A Tale of a Road Less Travelled
Day 1. Down the road less traveled: the Nabesna Road, accessing the northern reach of Wrangell St Elias National Park. Most folks have never even heard of it. Love heading down a new road. Hitting the colors just about right, heading down the Nabesna Road into Wrangell St. Elias. The first few miles are paved, then dirt for the length of its 42 miles. At the end: The beginning of the largest expanse of road-less wilderness in North America.
Camping above Kettle Lake (about seventeen miles in) in a pull out we enjoyed all to ourselves. Big adventures beginning and more manana.
A northern hawk owl came to visit us.
And the moon came to visit us, rising over the mountains of Wrangell St. Elias. A rare treat indeed with skies so clear. No aurora this night unfortunately.
Our home away from home .. the new little motor home we call “Homer” which will lead to many an Odyssey with good fortune. At our first night’s camp in view of Kettle Lake, ready for the next stretch of road.

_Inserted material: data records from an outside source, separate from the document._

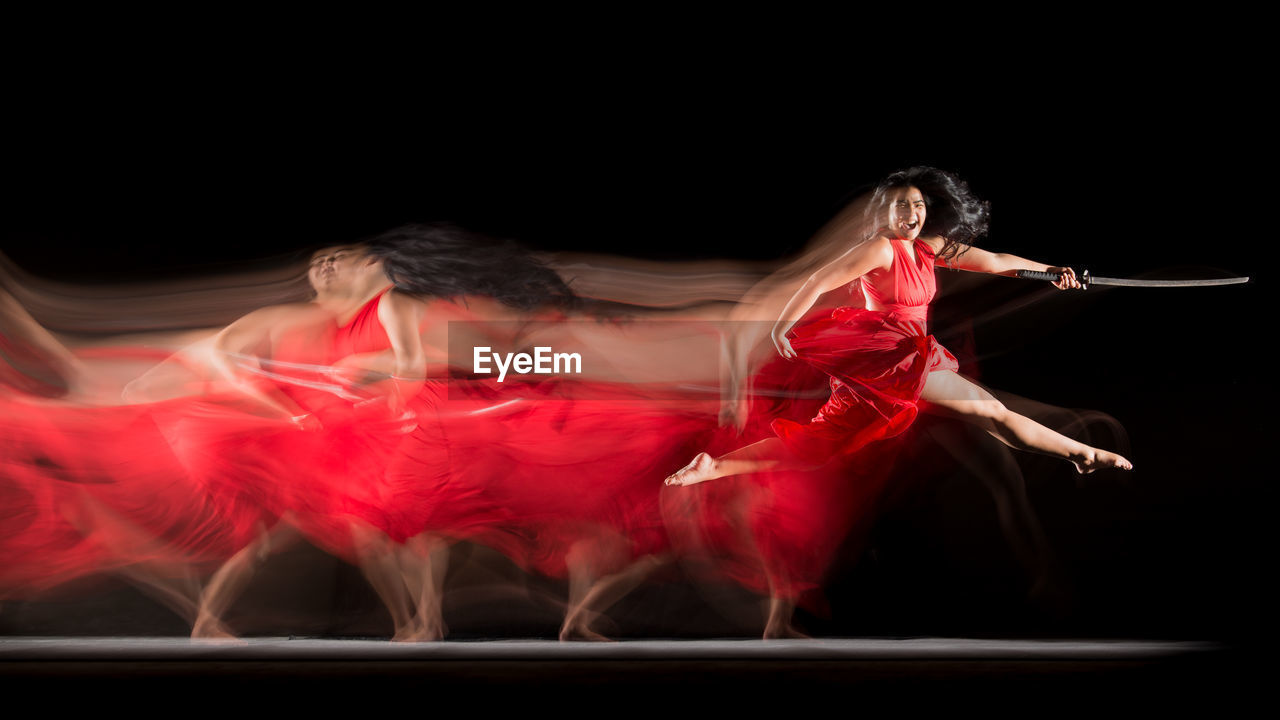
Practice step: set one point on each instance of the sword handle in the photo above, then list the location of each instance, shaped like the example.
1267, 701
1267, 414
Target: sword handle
1052, 277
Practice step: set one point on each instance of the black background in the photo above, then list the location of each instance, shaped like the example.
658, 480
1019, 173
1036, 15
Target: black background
133, 164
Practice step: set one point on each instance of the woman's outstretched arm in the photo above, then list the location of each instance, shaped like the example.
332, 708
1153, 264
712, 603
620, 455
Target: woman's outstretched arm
859, 260
978, 260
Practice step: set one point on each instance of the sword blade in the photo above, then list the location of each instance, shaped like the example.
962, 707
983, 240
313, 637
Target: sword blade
1087, 279
1127, 282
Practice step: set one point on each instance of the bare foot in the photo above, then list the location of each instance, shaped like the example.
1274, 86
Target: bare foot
1098, 459
577, 627
209, 628
700, 469
580, 632
782, 630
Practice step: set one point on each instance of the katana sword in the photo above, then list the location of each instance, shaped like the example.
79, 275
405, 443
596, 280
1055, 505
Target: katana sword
1087, 279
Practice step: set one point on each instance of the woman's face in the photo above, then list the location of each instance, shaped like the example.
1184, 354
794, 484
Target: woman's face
905, 212
334, 268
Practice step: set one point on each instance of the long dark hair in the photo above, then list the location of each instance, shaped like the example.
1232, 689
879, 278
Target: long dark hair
444, 260
952, 210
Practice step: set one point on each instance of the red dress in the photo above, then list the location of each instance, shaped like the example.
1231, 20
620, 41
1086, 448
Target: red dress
777, 532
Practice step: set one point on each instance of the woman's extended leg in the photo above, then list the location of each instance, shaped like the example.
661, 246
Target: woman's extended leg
951, 395
768, 454
424, 560
229, 580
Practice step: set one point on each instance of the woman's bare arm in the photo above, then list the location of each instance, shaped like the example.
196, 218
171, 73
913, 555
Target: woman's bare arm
978, 260
859, 260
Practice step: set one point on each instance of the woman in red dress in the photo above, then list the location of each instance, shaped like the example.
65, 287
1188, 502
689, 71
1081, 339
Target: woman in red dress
882, 364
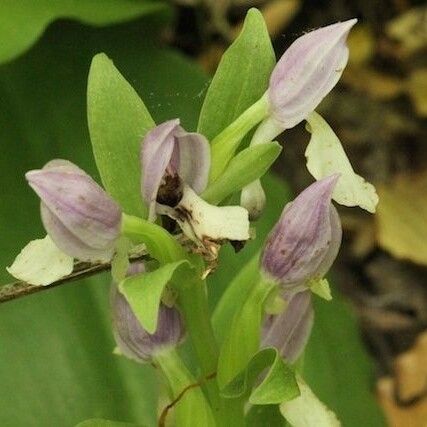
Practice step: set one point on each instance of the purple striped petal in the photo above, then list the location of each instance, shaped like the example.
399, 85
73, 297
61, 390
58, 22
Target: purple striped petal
307, 72
305, 241
156, 154
289, 331
77, 213
131, 338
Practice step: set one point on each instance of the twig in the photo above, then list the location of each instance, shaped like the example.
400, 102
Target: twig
81, 270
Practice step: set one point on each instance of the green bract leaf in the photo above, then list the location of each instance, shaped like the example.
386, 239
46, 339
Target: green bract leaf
144, 292
326, 156
161, 245
234, 297
243, 337
279, 383
241, 77
307, 410
56, 346
41, 263
245, 167
31, 18
98, 422
118, 120
240, 81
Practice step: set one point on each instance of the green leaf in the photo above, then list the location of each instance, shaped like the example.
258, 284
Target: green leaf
343, 379
144, 292
32, 17
56, 346
161, 245
242, 340
279, 383
98, 422
247, 166
118, 120
241, 77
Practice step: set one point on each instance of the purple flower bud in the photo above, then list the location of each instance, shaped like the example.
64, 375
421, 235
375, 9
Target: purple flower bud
79, 216
306, 239
169, 152
307, 72
289, 331
131, 338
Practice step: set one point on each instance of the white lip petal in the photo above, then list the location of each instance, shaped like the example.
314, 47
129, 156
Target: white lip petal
41, 263
307, 410
326, 156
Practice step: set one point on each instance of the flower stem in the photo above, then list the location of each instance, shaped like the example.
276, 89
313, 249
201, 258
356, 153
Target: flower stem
225, 144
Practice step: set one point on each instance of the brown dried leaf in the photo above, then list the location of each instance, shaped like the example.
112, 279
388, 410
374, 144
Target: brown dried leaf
401, 219
410, 30
417, 90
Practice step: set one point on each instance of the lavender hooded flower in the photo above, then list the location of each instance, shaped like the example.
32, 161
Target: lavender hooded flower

Plenty of warning at our first camp that there are no facilities. People manage to use bushes and leave their paper behind for the enjoyment of everyone else. What’s up with people, anyway? We were glad to have our outhouse inboard on Homer.
A nameless lake from the view atop Dead Dog Hill. Dead Dog Lake?
Day 2. First hike up Caribou Creek. We hear there is a public use cabin up the way, and there may be trail crews working. We came across their camps, but they had left just prior to our reaching the trailhead.
Trail crews are not what they used to be. Pretty cool little all track dump trucks to help establish a road to be used by recreational vehicles, often used for subsistence hunting. Glad the crew was not working today. Looks like they can make a racket.
Outhouse with a splendid view. Who needs a magazine? (Unless it is a Sears catalog … some friends may know what I am talking about.)
Wonderful little public use cabin to keep folks out of the weather. Two bunks and a kitchen table and wood stove, along with deck chairs. Biggest squirrel I ever saw lived around the cabin, no doubt benefiting from the generosity of visitors.
There are WOW moments that get me to pull over and climb atop Homer for a view to share. A mixed forest of aspen and white spruce, with black spruce growing over permafrost.
An early view of the Wrangell Mountains. Another WOW moment.
Day 3 hiking the Skookum Volcano Trail. About three miles with an elevation gain of around 2000 feet. Many kinds of volcanic rock including basalt, dacite, rhyolite and tuff. Just dang pretty, cutting down through pink rock, which I believe may have been ash flows? — in Nabesna, Alaska.
iPanorama at the pass at last. Close ups follow. — in Nabesna, Alaska.
Heading back up the lower Nabesna Road, impressed with the late light and view.
Looking back toward the Wrangell Mountains. All volcanic.
Day 4, part 1: the end of Nabesna Road and slightly beyond. Hello from below. A view looking up at Skookum Volcano
White Mountain, home of several mines we will visit shortly.
An older cabin at the Ellis Ranch in Nabesna, near the end of the road.
Whte Mountain, along the remainder of the road. At this point, the road is closed to vehicles, but available for another mile or so on foot.
We left the end of the road to travel by foot on what remains of the Nabesna Road which at this point is closed to vehicle traffic. (You will get stuck). We had planned on hiking to the Rambler Mine, not far from the trailhead. Along the way, ran into a ranger who, when asked what lay beyond, informed us of the Nabesna Mine another mile down the track. A nice flat walk today, which was welcome after Skookum Volcano Trail, and we are close to our destination here.
The abandoned Nabesna Mine sits on the side of White Mountain. Active in the early part of the 20th century, abandoned in 1947 or so. Still privately owned, and off limits, but no one to oversee the property.
Nasty tailing coming out of the mill. In operation and abandoned long before anyone could spell EPA. Lots of signs warning against drinking the water, eating local berries, and recommending a shower when done exploring the area.